Don’t give your guests those rough, scraggly towels you’ve been holding on to for too long. Give them your nicest ones or splurge on a new set. (iStockphoto)

Summer calendars are filling up with reservations from out-of-towners hoping for bed and breakfast — at your place.

Whether you are lucky enough to have a spare room dedicated to guests or you have squeezed a sofa bed in a home office, you can be a gracious host.

First, of course, clean the room from top to bottom. Make sure the blinds still work. Remove all the clutter you’ve stashed in there — especially sensitive documents such as bank statements or tax papers. No need tempting anyone to check the balance on your Visa bill. Make sure the closet has at least a foot of hanging space and provide some nice wooden hangers. (You can get an eight-pack for $5 at Ikea .) Provide a reading lamp by the bed if you can. Installing hooks on the wall for clothing is also a nice touch for beach or weekend houses. Toss a cozy throw on the back of a chair, stack some magazines or books and make a little welcome basket of fancy soaps, a toothbrush, bottled water and maybe a bit of chocolate. Ask your guests how they like their coffee. A fresh flower, even a single bloom in a bud vase, shows you want them to feel special.

Speaking from experience as a guest and a host, I’ve compiled a list of common mistakes you can easily avoid. Don’t forget, if your friends have a nice experience, hopefully they’ll return the favor someday.

Top hosting faux pas

Never sleeping in your guest room: Have an ad­ven­ture and sleep in your guest room tonight. Experience the joy (or sadness) of snoozing in this forgotten room. You might discover the mattress sinks to the floor or the skimpy curtains don’t close and let the morning sunlight directly in your eyes. Or you might decide that a white noise machine is a great amenity to keep guests from hearing your kids or neighbors through the walls.
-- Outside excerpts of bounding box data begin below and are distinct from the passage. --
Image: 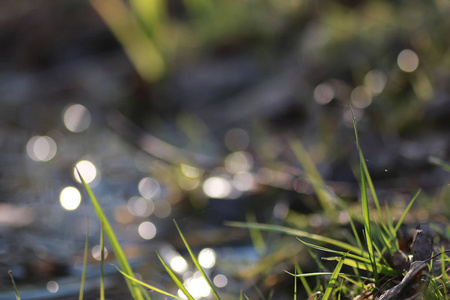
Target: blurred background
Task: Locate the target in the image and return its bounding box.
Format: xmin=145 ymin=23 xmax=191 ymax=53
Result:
xmin=0 ymin=0 xmax=450 ymax=299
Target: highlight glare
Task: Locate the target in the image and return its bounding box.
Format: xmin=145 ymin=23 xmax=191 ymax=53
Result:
xmin=138 ymin=177 xmax=161 ymax=199
xmin=62 ymin=104 xmax=91 ymax=132
xmin=314 ymin=83 xmax=334 ymax=105
xmin=59 ymin=186 xmax=81 ymax=210
xmin=213 ymin=274 xmax=228 ymax=288
xmin=198 ymin=248 xmax=216 ymax=269
xmin=73 ymin=160 xmax=97 ymax=183
xmin=203 ymin=177 xmax=232 ymax=199
xmin=397 ymin=49 xmax=419 ymax=73
xmin=138 ymin=221 xmax=156 ymax=240
xmin=47 ymin=280 xmax=59 ymax=294
xmin=92 ymin=245 xmax=108 ymax=261
xmin=27 ymin=136 xmax=57 ymax=161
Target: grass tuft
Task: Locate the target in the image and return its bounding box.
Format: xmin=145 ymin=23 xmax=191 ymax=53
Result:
xmin=78 ymin=220 xmax=89 ymax=300
xmin=76 ymin=168 xmax=144 ymax=300
xmin=173 ymin=220 xmax=220 ymax=300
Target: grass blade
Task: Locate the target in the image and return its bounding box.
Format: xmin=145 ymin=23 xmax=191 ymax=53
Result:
xmin=322 ymin=256 xmax=345 ymax=300
xmin=8 ymin=270 xmax=20 ymax=300
xmin=352 ymin=110 xmax=378 ymax=283
xmin=295 ymin=264 xmax=312 ymax=295
xmin=76 ymin=169 xmax=144 ymax=300
xmin=78 ymin=220 xmax=89 ymax=300
xmin=90 ymin=0 xmax=166 ymax=82
xmin=394 ymin=190 xmax=421 ymax=232
xmin=225 ymin=221 xmax=369 ymax=257
xmin=173 ymin=220 xmax=220 ymax=300
xmin=116 ymin=267 xmax=183 ymax=300
xmin=156 ymin=252 xmax=195 ymax=300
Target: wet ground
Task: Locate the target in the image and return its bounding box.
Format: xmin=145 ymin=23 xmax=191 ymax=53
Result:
xmin=0 ymin=1 xmax=450 ymax=299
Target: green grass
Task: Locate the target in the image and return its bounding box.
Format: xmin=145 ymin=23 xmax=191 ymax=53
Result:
xmin=78 ymin=220 xmax=89 ymax=300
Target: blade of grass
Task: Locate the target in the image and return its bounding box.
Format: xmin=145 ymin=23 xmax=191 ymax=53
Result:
xmin=156 ymin=252 xmax=195 ymax=300
xmin=116 ymin=267 xmax=183 ymax=300
xmin=348 ymin=213 xmax=363 ymax=251
xmin=100 ymin=223 xmax=105 ymax=300
xmin=90 ymin=0 xmax=166 ymax=83
xmin=394 ymin=189 xmax=421 ymax=232
xmin=8 ymin=270 xmax=20 ymax=300
xmin=352 ymin=110 xmax=378 ymax=284
xmin=294 ymin=265 xmax=298 ymax=300
xmin=225 ymin=221 xmax=369 ymax=257
xmin=76 ymin=168 xmax=144 ymax=300
xmin=173 ymin=220 xmax=220 ymax=300
xmin=322 ymin=256 xmax=345 ymax=300
xmin=78 ymin=220 xmax=89 ymax=300
xmin=295 ymin=264 xmax=312 ymax=295
xmin=298 ymin=239 xmax=397 ymax=275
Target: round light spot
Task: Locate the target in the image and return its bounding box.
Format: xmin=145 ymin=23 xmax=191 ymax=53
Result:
xmin=180 ymin=164 xmax=202 ymax=178
xmin=169 ymin=255 xmax=188 ymax=274
xmin=397 ymin=49 xmax=419 ymax=72
xmin=59 ymin=186 xmax=81 ymax=210
xmin=138 ymin=177 xmax=161 ymax=199
xmin=47 ymin=280 xmax=59 ymax=294
xmin=350 ymin=86 xmax=372 ymax=109
xmin=73 ymin=160 xmax=97 ymax=183
xmin=198 ymin=248 xmax=216 ymax=269
xmin=314 ymin=83 xmax=334 ymax=105
xmin=92 ymin=245 xmax=108 ymax=261
xmin=203 ymin=177 xmax=232 ymax=198
xmin=27 ymin=136 xmax=57 ymax=161
xmin=213 ymin=274 xmax=228 ymax=288
xmin=62 ymin=104 xmax=91 ymax=132
xmin=138 ymin=221 xmax=156 ymax=240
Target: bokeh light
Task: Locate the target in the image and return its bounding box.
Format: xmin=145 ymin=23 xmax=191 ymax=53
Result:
xmin=138 ymin=177 xmax=161 ymax=199
xmin=27 ymin=136 xmax=57 ymax=161
xmin=92 ymin=245 xmax=108 ymax=261
xmin=180 ymin=164 xmax=202 ymax=178
xmin=198 ymin=248 xmax=216 ymax=269
xmin=59 ymin=186 xmax=81 ymax=210
xmin=62 ymin=104 xmax=91 ymax=132
xmin=73 ymin=160 xmax=97 ymax=183
xmin=314 ymin=83 xmax=334 ymax=105
xmin=47 ymin=280 xmax=59 ymax=294
xmin=138 ymin=221 xmax=156 ymax=240
xmin=213 ymin=274 xmax=228 ymax=288
xmin=203 ymin=177 xmax=232 ymax=199
xmin=397 ymin=49 xmax=419 ymax=72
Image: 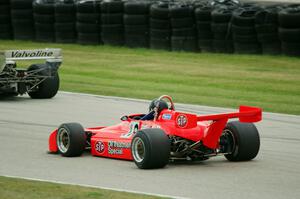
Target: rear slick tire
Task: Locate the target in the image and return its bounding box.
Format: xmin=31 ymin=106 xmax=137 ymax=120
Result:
xmin=223 ymin=121 xmax=260 ymax=161
xmin=131 ymin=129 xmax=170 ymax=169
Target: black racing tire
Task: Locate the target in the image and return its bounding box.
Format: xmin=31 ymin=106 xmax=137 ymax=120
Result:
xmin=123 ymin=14 xmax=149 ymax=25
xmin=233 ymin=34 xmax=258 ymax=43
xmin=28 ymin=64 xmax=59 ymax=99
xmin=223 ymin=121 xmax=260 ymax=161
xmin=32 ymin=2 xmax=54 ymax=14
xmin=150 ymin=29 xmax=171 ymax=39
xmin=0 ymin=14 xmax=10 ymax=23
xmin=35 ymin=23 xmax=55 ymax=33
xmin=54 ymin=22 xmax=76 ymax=32
xmin=150 ymin=3 xmax=170 ymax=20
xmin=124 ymin=1 xmax=150 ymax=15
xmin=56 ymin=123 xmax=86 ymax=157
xmin=278 ymin=27 xmax=300 ymax=43
xmin=76 ymin=13 xmax=101 ymax=24
xmin=10 ymin=9 xmax=33 ymax=19
xmin=196 ymin=21 xmax=211 ymax=31
xmin=232 ymin=8 xmax=256 ymax=27
xmin=124 ymin=25 xmax=149 ymax=35
xmin=257 ymin=33 xmax=279 ymax=43
xmin=33 ymin=14 xmax=55 ymax=24
xmin=170 ymin=4 xmax=194 ymax=18
xmin=55 ymin=13 xmax=76 ymax=23
xmin=255 ymin=24 xmax=278 ymax=34
xmin=172 ymin=28 xmax=196 ymax=37
xmin=231 ymin=25 xmax=256 ymax=36
xmin=100 ymin=0 xmax=124 ymax=14
xmin=0 ymin=24 xmax=11 ymax=33
xmin=0 ymin=5 xmax=11 ymax=15
xmin=54 ymin=3 xmax=76 ymax=15
xmin=10 ymin=0 xmax=32 ymax=9
xmin=101 ymin=13 xmax=123 ymax=25
xmin=131 ymin=129 xmax=171 ymax=169
xmin=76 ymin=22 xmax=100 ymax=33
xmin=171 ymin=17 xmax=195 ymax=28
xmin=211 ymin=23 xmax=229 ymax=34
xmin=278 ymin=6 xmax=300 ymax=28
xmin=211 ymin=7 xmax=232 ymax=23
xmin=149 ymin=18 xmax=171 ymax=30
xmin=76 ymin=1 xmax=100 ymax=14
xmin=195 ymin=6 xmax=212 ymax=21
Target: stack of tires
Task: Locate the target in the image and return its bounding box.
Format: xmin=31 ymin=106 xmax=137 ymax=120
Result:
xmin=211 ymin=6 xmax=236 ymax=53
xmin=278 ymin=6 xmax=300 ymax=56
xmin=100 ymin=0 xmax=124 ymax=46
xmin=170 ymin=4 xmax=198 ymax=52
xmin=10 ymin=0 xmax=35 ymax=40
xmin=33 ymin=0 xmax=55 ymax=42
xmin=231 ymin=6 xmax=261 ymax=54
xmin=54 ymin=0 xmax=77 ymax=43
xmin=195 ymin=3 xmax=214 ymax=52
xmin=0 ymin=0 xmax=12 ymax=39
xmin=255 ymin=5 xmax=281 ymax=55
xmin=76 ymin=1 xmax=101 ymax=45
xmin=124 ymin=1 xmax=150 ymax=48
xmin=149 ymin=2 xmax=171 ymax=50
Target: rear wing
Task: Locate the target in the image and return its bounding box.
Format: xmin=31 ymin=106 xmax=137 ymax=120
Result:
xmin=0 ymin=48 xmax=62 ymax=72
xmin=197 ymin=106 xmax=262 ymax=122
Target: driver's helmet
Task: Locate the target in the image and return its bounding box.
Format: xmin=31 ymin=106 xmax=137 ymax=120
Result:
xmin=149 ymin=99 xmax=168 ymax=114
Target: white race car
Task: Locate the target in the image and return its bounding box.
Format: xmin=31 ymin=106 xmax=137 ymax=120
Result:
xmin=0 ymin=48 xmax=62 ymax=99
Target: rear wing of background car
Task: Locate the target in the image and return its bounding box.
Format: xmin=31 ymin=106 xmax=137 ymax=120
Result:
xmin=0 ymin=48 xmax=62 ymax=72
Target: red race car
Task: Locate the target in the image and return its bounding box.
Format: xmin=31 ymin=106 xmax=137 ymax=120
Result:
xmin=49 ymin=95 xmax=262 ymax=169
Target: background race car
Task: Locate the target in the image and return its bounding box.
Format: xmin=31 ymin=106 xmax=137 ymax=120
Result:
xmin=0 ymin=49 xmax=62 ymax=98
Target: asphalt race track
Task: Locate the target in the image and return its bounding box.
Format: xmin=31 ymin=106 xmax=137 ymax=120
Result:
xmin=0 ymin=92 xmax=300 ymax=199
Using sheets from your college days: The guest room is no place for castoff sheets. The same goes for rough, scraggly towels. Give guests your nicest ones or splurge on a new set. If you want to spoil your guests, iron the pillowcases. Too Martha Stewart for you? Okay, then don’t.

Not setting out a luggage rack or bench: An open suitcase on the floor makes for a jumble of clothing and a messy room. A bench can serve as extra seating as well as a stand for a couple of suitcases. A foldable luggage rack, such as those they provide in hotels, is a terrific investment and can create a handy surface for luggage. Stash it in a closet after they are gone. It’s also handy to have when you are packing for a trip.

Ignoring grungy mattress pads: First of all, I hope you have a mattress pad. Yes, even if you are using a sofa bed. This pad keeps your mattress looking fresh. We all probably don’t wash them as much as we should. (Guilty as charged.) Remember, some guests may inspect the mattress pad for evidence of bed bugs. Others may thoughtfully remove sheets before checking out, catching a glimpse of your mattress pad. If yours is nasty, consider an upgrade.

Not providing tech support: Everyone travels with multiple cellphones, laptops and other devices. Leave a note in your guest room listing your WiFi code, and point out where the electrical outlets are. It’s a bad scene when guests come in late and have to hunt for places to plug in their chargers for the night. If you have a TV in the room, provide a sheet of instructions on using the remotes and cable, as a thoughtful friend did for us on our recent trip to the Hudson Valley.

Neglecting to provide a wastebasket: Everyone creates trash. And why should your guests have to trek to the bathroom just to toss out a crumpled tissue? (Speaking of which, a box of tissues in a guest room is also a lovely convenience.) Nice little wastebaskets are available for under $10.